I definitely get not wanting to create another copy of your data, I realized this about Camelot just a little late, and we did have to buy a 4 TB external hard drive. The unique names that Camelot assigns to its copies of the data are also not friendly if you want to move things around.
I mentioned that Wild.ID is being more and more integrated with Wildlife Insights, but it can still be used as a standalone software. It has the same format as Camelot, but I think it doesn't create and additional copy (I might be wrong about this, though). You should take a look at this, it might be what you need.

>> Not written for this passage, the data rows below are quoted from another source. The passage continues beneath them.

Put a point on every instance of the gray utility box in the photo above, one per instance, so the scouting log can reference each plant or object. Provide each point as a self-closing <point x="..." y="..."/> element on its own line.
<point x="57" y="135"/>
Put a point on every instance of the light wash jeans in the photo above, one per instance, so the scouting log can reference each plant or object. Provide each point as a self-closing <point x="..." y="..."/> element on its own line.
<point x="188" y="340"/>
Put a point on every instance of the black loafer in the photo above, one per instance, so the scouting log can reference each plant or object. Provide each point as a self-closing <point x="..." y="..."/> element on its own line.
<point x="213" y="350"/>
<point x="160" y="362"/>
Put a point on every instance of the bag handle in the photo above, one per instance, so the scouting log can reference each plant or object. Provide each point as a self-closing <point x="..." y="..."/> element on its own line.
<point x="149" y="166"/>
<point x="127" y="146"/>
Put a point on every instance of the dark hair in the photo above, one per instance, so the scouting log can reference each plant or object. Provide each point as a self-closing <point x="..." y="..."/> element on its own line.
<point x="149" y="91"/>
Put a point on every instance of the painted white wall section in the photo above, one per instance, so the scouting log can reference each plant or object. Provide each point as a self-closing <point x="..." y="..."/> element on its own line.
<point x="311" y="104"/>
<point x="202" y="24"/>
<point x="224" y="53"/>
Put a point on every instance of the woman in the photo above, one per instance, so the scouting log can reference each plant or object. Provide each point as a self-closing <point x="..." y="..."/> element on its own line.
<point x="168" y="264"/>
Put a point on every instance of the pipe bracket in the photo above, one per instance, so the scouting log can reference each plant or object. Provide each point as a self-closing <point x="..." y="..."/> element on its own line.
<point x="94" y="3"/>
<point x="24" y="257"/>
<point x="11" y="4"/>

As for detection, Camelot puts together batches of photos, uploads them to Microsoft's servers, and then gets the resulting database back. The model they use, however, is available and you can run it on your own computer. The AI model that it uses is called Megadetector. You used to have to run it from the command line, but recently Petar Gyurov posted this GUI that makes using Megadetector soooo much easier. You just tell the software where your photos are, and let it run. You can decide whether you trust it enough to sort your photos automatically, or check yourself. In most conditions it performs very well, you may have issues when you can only see parts of an animal behind some vegetation. The check would take less time than going through the raw pictures, since it marks boxes where it found things. You still have to identify the pictures after they're sorted. Megadetector will work on any computer, but it performs much faster if it has an Nvidia graphical card. However, setting this up is a little tricky.
Finally, the output from Megadetector can be integrated into the workflow of Timelapse, another software. I've never used this one so I can't really say how well it works.
Integrating everything can be a little intimidating, so feel free to ask if you need guidance for any of these steps.